The Elephant in the Room

Republican policies and the homeless crisis

By Steven Hiatt

With all the recent discussions about the crisis of homelessness, I have not seen any acknowledgement of the elephant in the room. By elephant, I specifically mean the Republican Elephant.

While acknowledging that mental illness and drug use are to blame for much of the homeless situation, recent “state of” Eugene, Lane County and Oregon addresses stated that one thing that will help would be to address the lack of affordable housing, but they didn’t mention one of the main reasons for this lack.

Any graph depicting the number of unhoused people over time will show a steady rise starting in the mid 1980s. It’s not a coincidence that this corresponds to the time when Ronald Reagan and the Republican Party were able to con the voting public into believing that lowering the rate of taxation in the highest tax brackets would stimulate the economy and bring in enough revenue to balance the budget.

Then a hopeful for the Republican Party presidential nomination, George H.W. Bush referred to this scheme (scam) as “voodoo economics” because he knew it wouldn’t work, and it doesn’t. Not only do we have the crisis of homelessness, we also now have massive government debt.

During the 1950s through the early 1980s, my father worked for Morrison-Knudsen, a civil engineering and construction company based in Boise, Idaho. He told me that the company wouldn’t raise executive salaries above a certain point, because once they reached the highest tax bracket, most of the extra pay would have to be paid in taxes.

This salary structure allowed them to turn a profit, even when they paid their workers enough for them to buy houses and cars for their families.

The executives didn’t suffer, either. H.W. Morrison, one of the founders of MK, had enough to pay for the construction of Ann Morrison Memorial Park and the Ann Morrison Center for the Performing Arts in Boise.

I am sure that he was able to write off the park and arts center to reduce his taxes, but I wonder if he would have had the same incentive to give these lasting gifts to the city of Boise under America’s current tax policy.

Contrast that scenario with our current era. With such a large portion of the wealth being concentrated in the hands of executives and corporate shareholders, there is less money to circulate among the rest of us. Instead of raising wages to make their products affordable, corporations outsource the production of clothing, electronics and other consumer goods to overseas factories that pay little more than starvation wages. If it were possible to build houses overseas to import to the U.S, we might not have such a dire need for affordable housing.

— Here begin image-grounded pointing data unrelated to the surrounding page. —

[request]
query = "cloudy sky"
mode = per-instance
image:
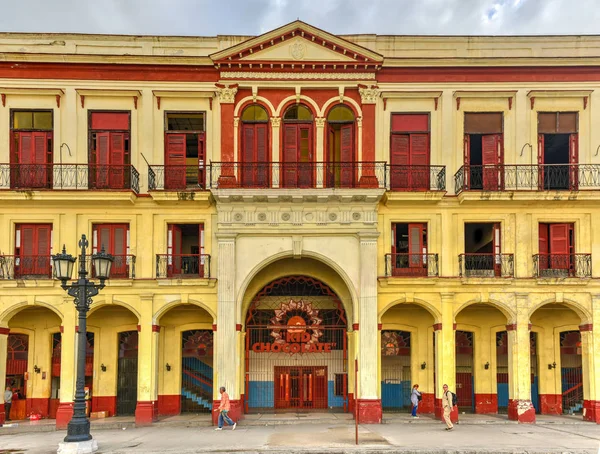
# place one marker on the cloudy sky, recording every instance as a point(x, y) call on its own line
point(252, 17)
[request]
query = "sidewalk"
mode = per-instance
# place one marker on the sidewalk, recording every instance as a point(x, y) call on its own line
point(403, 435)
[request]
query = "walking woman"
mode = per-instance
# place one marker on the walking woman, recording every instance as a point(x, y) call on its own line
point(415, 398)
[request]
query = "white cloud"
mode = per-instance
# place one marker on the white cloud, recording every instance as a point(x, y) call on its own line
point(251, 17)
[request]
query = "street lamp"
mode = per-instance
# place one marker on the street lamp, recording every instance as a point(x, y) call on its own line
point(82, 290)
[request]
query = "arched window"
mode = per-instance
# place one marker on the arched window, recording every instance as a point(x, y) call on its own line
point(297, 156)
point(341, 153)
point(254, 166)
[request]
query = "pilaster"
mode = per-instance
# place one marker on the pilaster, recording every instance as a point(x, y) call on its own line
point(368, 402)
point(146, 410)
point(520, 407)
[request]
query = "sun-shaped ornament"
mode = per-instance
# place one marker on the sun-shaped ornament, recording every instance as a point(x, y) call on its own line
point(296, 317)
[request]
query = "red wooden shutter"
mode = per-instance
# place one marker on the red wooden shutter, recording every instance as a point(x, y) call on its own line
point(175, 161)
point(419, 162)
point(490, 158)
point(347, 155)
point(117, 160)
point(248, 155)
point(399, 157)
point(559, 245)
point(262, 156)
point(574, 160)
point(290, 155)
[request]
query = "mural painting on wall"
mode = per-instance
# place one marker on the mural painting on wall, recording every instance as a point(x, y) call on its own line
point(395, 343)
point(295, 328)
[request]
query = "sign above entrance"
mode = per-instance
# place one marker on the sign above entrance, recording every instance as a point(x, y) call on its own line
point(296, 328)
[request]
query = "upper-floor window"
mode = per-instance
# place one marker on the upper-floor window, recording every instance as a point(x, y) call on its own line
point(109, 150)
point(409, 152)
point(114, 238)
point(484, 150)
point(33, 248)
point(31, 149)
point(297, 156)
point(557, 148)
point(255, 171)
point(185, 145)
point(341, 147)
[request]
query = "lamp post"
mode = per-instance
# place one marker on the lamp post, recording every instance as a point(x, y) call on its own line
point(82, 290)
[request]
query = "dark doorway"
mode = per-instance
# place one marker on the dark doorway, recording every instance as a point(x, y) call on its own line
point(127, 373)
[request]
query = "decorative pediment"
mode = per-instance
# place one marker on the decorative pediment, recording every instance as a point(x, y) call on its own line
point(294, 45)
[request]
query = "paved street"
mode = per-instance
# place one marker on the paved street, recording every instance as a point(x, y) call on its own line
point(399, 435)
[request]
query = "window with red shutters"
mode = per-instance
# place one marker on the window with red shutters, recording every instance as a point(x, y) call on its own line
point(33, 248)
point(409, 152)
point(109, 134)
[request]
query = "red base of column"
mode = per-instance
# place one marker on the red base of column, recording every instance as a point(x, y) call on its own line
point(591, 411)
point(521, 411)
point(368, 181)
point(64, 415)
point(369, 411)
point(169, 405)
point(39, 406)
point(236, 410)
point(427, 404)
point(551, 404)
point(486, 403)
point(105, 403)
point(146, 412)
point(439, 412)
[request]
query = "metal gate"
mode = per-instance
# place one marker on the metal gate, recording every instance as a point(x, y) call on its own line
point(127, 373)
point(196, 371)
point(502, 371)
point(395, 371)
point(296, 348)
point(464, 371)
point(571, 372)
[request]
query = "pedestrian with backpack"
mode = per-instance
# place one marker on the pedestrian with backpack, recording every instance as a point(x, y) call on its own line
point(448, 402)
point(415, 398)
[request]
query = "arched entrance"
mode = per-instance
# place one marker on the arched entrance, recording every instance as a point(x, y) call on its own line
point(296, 348)
point(186, 355)
point(560, 372)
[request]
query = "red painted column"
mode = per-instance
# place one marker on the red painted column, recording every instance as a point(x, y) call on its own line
point(369, 173)
point(226, 95)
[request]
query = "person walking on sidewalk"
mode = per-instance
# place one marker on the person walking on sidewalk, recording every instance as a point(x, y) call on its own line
point(415, 398)
point(447, 407)
point(223, 409)
point(7, 402)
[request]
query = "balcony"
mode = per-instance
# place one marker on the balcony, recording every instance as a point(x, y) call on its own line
point(486, 265)
point(182, 266)
point(69, 177)
point(25, 267)
point(176, 178)
point(256, 175)
point(416, 178)
point(562, 265)
point(123, 267)
point(547, 177)
point(411, 265)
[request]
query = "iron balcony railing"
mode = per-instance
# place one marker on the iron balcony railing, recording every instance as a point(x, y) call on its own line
point(123, 266)
point(25, 267)
point(502, 177)
point(562, 265)
point(486, 265)
point(176, 178)
point(69, 177)
point(181, 266)
point(258, 175)
point(416, 178)
point(411, 265)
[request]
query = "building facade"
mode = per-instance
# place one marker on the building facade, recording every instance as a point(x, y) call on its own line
point(314, 222)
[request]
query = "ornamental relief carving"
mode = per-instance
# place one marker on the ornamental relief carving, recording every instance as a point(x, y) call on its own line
point(226, 95)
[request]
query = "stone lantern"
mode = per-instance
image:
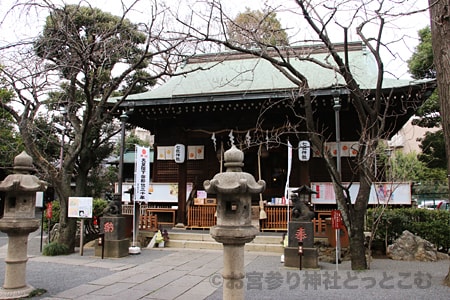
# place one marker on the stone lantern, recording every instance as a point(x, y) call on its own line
point(234, 228)
point(18, 221)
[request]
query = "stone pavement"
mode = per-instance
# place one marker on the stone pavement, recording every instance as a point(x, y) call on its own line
point(195, 274)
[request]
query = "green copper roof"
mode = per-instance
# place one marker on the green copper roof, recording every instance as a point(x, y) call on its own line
point(210, 75)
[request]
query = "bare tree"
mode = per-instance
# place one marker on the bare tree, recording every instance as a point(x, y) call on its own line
point(368, 19)
point(78, 62)
point(440, 32)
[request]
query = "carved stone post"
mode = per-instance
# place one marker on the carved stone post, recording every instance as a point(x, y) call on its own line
point(18, 221)
point(233, 189)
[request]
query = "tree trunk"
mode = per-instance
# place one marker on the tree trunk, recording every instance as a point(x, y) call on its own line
point(447, 278)
point(440, 32)
point(67, 226)
point(357, 213)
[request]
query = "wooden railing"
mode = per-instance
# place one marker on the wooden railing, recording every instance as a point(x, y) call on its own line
point(148, 222)
point(201, 216)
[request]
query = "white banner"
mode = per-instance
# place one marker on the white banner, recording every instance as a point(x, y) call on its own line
point(286, 195)
point(142, 174)
point(395, 193)
point(80, 207)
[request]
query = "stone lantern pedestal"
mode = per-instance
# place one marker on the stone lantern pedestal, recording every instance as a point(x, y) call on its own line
point(18, 221)
point(234, 228)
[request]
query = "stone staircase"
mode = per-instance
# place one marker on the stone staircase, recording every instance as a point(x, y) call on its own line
point(195, 240)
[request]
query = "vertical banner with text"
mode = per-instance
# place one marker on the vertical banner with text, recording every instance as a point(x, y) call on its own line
point(142, 174)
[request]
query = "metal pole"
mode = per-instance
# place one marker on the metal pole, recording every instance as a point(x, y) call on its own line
point(123, 119)
point(337, 108)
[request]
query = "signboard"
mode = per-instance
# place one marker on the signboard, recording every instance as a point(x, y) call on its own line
point(49, 212)
point(142, 174)
point(336, 219)
point(304, 150)
point(80, 207)
point(39, 199)
point(394, 193)
point(180, 153)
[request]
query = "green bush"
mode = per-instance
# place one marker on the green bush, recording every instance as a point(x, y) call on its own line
point(54, 249)
point(431, 225)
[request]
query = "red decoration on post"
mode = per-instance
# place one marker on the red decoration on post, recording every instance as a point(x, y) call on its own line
point(301, 234)
point(49, 212)
point(108, 227)
point(336, 219)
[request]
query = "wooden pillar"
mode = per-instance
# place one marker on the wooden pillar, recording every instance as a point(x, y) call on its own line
point(182, 182)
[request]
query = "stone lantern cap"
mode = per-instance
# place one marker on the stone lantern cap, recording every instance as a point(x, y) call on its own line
point(22, 180)
point(234, 181)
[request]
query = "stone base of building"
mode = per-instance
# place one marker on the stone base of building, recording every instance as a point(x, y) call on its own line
point(310, 258)
point(113, 248)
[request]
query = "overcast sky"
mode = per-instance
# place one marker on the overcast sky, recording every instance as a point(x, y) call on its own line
point(21, 24)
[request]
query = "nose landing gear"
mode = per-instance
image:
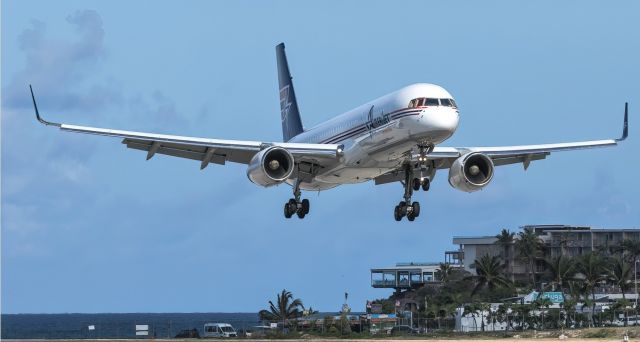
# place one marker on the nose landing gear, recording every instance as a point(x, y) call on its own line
point(407, 208)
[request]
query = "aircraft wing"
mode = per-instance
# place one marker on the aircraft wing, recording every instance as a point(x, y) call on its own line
point(205, 150)
point(504, 155)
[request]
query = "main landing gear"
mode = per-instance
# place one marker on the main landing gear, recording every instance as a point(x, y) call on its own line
point(295, 205)
point(407, 208)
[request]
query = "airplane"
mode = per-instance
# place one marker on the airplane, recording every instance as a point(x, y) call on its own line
point(393, 138)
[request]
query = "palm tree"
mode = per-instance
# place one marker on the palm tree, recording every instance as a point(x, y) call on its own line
point(528, 246)
point(560, 269)
point(489, 274)
point(505, 240)
point(444, 272)
point(285, 308)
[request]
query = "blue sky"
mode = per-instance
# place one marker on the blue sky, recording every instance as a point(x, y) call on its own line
point(89, 226)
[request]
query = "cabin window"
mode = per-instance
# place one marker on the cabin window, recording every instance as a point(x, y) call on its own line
point(431, 102)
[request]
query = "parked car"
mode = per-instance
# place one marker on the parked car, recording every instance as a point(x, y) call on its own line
point(403, 330)
point(219, 330)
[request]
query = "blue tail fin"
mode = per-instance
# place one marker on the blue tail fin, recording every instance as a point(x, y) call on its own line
point(291, 123)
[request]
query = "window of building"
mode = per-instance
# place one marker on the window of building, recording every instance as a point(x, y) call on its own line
point(404, 278)
point(415, 278)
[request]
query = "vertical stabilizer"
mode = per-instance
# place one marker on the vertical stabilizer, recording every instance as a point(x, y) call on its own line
point(291, 123)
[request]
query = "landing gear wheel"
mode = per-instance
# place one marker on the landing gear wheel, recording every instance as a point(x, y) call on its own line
point(397, 214)
point(403, 208)
point(301, 213)
point(416, 184)
point(426, 184)
point(287, 212)
point(415, 212)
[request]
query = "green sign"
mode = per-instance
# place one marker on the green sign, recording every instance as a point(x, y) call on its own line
point(554, 297)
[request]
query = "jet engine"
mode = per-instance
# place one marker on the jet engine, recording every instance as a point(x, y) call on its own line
point(471, 172)
point(270, 166)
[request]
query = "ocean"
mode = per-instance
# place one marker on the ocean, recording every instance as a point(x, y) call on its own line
point(114, 325)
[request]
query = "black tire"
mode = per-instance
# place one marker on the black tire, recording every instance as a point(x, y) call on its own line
point(416, 209)
point(293, 206)
point(403, 208)
point(396, 213)
point(305, 206)
point(416, 184)
point(426, 184)
point(287, 212)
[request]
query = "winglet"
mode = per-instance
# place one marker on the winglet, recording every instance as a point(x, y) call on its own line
point(35, 106)
point(625, 127)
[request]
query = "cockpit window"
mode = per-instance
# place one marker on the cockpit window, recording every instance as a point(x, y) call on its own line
point(431, 102)
point(422, 101)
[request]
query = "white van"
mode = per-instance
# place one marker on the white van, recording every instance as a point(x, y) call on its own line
point(219, 330)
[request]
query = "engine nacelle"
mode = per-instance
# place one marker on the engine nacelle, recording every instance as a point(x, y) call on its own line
point(270, 166)
point(471, 172)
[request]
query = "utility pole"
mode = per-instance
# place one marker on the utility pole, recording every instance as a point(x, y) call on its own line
point(635, 282)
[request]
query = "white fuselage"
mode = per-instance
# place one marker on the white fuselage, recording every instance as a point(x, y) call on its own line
point(381, 134)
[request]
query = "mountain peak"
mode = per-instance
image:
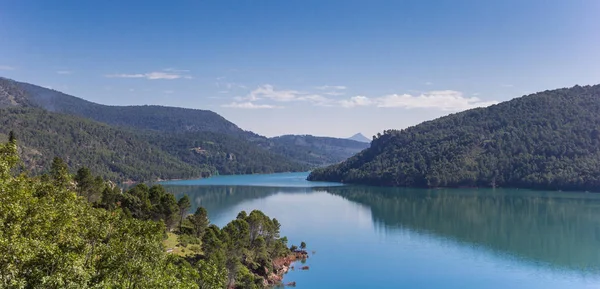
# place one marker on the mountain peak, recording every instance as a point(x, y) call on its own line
point(359, 137)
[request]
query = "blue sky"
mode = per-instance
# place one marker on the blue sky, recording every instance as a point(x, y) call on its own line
point(305, 67)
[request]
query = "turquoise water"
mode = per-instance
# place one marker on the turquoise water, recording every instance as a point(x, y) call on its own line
point(365, 237)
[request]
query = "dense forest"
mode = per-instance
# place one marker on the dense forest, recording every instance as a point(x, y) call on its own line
point(77, 231)
point(547, 140)
point(184, 138)
point(121, 154)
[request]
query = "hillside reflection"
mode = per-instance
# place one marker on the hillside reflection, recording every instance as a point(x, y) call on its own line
point(558, 229)
point(218, 199)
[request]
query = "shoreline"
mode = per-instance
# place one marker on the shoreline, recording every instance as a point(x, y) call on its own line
point(281, 266)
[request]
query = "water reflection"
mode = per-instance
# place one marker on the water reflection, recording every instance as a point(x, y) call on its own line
point(220, 199)
point(558, 229)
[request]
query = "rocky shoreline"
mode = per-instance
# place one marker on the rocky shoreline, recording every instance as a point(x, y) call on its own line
point(281, 266)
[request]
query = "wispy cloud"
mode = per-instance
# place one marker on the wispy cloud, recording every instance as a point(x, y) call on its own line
point(228, 85)
point(168, 73)
point(334, 93)
point(331, 87)
point(250, 105)
point(355, 101)
point(447, 100)
point(267, 91)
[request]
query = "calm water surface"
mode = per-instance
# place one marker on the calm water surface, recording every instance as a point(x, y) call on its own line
point(365, 237)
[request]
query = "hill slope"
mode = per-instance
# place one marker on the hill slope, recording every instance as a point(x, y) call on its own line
point(359, 137)
point(123, 154)
point(547, 140)
point(308, 150)
point(315, 151)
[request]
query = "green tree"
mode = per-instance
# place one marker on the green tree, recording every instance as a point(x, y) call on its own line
point(183, 204)
point(199, 221)
point(11, 137)
point(60, 173)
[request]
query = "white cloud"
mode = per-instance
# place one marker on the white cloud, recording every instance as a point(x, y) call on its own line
point(356, 101)
point(334, 93)
point(249, 105)
point(331, 87)
point(168, 73)
point(317, 100)
point(268, 92)
point(447, 100)
point(170, 69)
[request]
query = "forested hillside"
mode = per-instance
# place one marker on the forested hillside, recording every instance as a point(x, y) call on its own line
point(122, 154)
point(316, 151)
point(307, 150)
point(547, 140)
point(65, 231)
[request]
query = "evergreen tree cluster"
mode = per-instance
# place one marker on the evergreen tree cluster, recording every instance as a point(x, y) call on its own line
point(60, 230)
point(548, 140)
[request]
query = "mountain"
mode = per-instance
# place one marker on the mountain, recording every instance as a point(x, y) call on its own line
point(151, 117)
point(315, 151)
point(547, 140)
point(359, 137)
point(190, 142)
point(122, 154)
point(307, 150)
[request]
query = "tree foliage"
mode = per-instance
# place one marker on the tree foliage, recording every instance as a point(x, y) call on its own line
point(51, 238)
point(548, 140)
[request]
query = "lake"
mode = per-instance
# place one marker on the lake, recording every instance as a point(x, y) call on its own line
point(369, 237)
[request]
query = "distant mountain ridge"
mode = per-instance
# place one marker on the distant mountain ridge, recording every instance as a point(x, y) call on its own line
point(359, 137)
point(200, 142)
point(548, 140)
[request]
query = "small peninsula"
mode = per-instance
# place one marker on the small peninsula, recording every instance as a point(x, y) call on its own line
point(548, 140)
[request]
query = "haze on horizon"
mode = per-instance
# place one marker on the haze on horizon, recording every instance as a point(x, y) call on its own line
point(303, 67)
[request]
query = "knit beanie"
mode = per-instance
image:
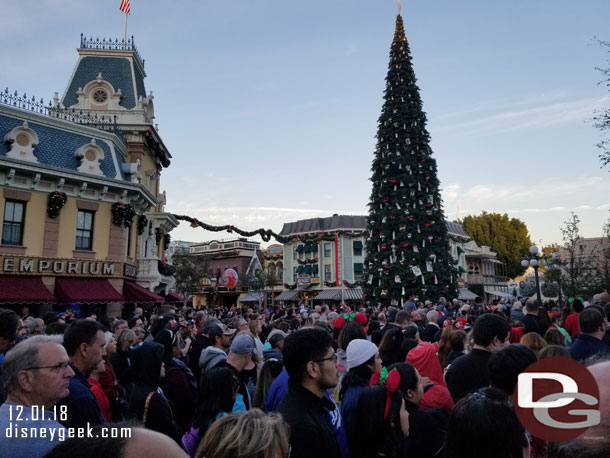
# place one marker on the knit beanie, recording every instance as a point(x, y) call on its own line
point(359, 351)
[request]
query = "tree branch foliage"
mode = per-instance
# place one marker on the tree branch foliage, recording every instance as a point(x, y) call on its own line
point(602, 117)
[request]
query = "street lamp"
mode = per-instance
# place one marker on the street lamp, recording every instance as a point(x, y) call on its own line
point(534, 260)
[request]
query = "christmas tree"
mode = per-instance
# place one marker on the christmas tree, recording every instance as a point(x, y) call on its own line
point(407, 247)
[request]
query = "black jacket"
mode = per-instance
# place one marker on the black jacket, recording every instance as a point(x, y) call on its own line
point(201, 343)
point(429, 332)
point(147, 361)
point(468, 373)
point(311, 434)
point(426, 432)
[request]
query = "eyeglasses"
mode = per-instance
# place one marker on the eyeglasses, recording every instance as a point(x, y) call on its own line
point(59, 367)
point(330, 358)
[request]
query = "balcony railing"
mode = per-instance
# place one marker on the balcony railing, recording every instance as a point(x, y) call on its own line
point(478, 279)
point(95, 120)
point(110, 44)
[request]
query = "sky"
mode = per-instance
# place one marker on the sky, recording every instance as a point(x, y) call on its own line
point(269, 108)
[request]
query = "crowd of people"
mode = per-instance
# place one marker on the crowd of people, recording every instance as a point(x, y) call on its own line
point(420, 380)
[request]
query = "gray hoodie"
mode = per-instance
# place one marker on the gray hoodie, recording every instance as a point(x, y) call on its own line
point(210, 357)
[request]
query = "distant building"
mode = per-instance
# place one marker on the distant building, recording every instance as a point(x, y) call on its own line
point(230, 261)
point(486, 274)
point(178, 247)
point(273, 265)
point(590, 254)
point(82, 208)
point(325, 263)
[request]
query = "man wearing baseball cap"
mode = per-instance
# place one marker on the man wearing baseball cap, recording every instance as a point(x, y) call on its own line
point(220, 336)
point(240, 355)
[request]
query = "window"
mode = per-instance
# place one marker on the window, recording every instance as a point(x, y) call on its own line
point(100, 96)
point(84, 230)
point(327, 250)
point(357, 248)
point(327, 273)
point(358, 271)
point(129, 230)
point(12, 229)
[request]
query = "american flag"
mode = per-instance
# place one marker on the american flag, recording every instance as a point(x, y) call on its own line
point(125, 6)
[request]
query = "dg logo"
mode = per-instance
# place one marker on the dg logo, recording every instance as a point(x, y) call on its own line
point(557, 399)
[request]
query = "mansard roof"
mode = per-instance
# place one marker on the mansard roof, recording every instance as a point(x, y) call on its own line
point(117, 71)
point(59, 140)
point(335, 222)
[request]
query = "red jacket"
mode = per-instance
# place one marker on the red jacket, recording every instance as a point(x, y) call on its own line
point(102, 400)
point(424, 359)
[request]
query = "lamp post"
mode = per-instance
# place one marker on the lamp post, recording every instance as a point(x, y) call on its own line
point(555, 263)
point(534, 260)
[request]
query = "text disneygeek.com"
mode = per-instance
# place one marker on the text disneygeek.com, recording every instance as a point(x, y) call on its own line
point(61, 434)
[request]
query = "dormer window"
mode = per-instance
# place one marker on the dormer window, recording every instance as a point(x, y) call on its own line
point(23, 141)
point(100, 96)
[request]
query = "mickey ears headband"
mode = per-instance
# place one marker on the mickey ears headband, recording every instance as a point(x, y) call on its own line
point(390, 381)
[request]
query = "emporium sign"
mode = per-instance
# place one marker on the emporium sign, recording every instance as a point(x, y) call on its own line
point(18, 265)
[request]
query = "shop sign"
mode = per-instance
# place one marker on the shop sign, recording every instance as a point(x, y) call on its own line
point(304, 281)
point(130, 271)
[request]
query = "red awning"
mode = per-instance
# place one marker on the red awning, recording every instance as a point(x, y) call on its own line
point(173, 297)
point(136, 293)
point(15, 289)
point(85, 290)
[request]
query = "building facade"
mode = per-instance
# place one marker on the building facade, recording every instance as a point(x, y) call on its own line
point(325, 260)
point(83, 215)
point(229, 264)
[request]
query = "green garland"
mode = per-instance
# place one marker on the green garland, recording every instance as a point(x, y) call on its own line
point(267, 234)
point(55, 202)
point(352, 285)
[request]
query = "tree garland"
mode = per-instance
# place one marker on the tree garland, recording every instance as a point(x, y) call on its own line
point(55, 202)
point(267, 234)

But the housing crisis is only an example of the worst thing about the current situation. Our democratic system of government is threatened because once the Republicans realized the extent of gullibility of the voting public, they have used a constant barrage of propaganda consisting of half truths and lies to convince a significant number of voters to vote contrary to their own self interests. Some have gone so far as to commit insurrection in support of the most proficient and prolific liar in the history of American politics.

There will be no solution to our current crisis unless we attack the real cause. In this era of alternate facts and election denial, it might be hard to get the public to realize that a system of truly progressive taxation would be good for everyone. Without that we are doomed to suffer in a system where most people must live with whatever the elephant allows to trickle down.

Steven Hiatt is a retired software engineer currently occupied as the caregiver for his invalid wife. He has lived in Oregon for 52 years, with the last 40 years in Eugene.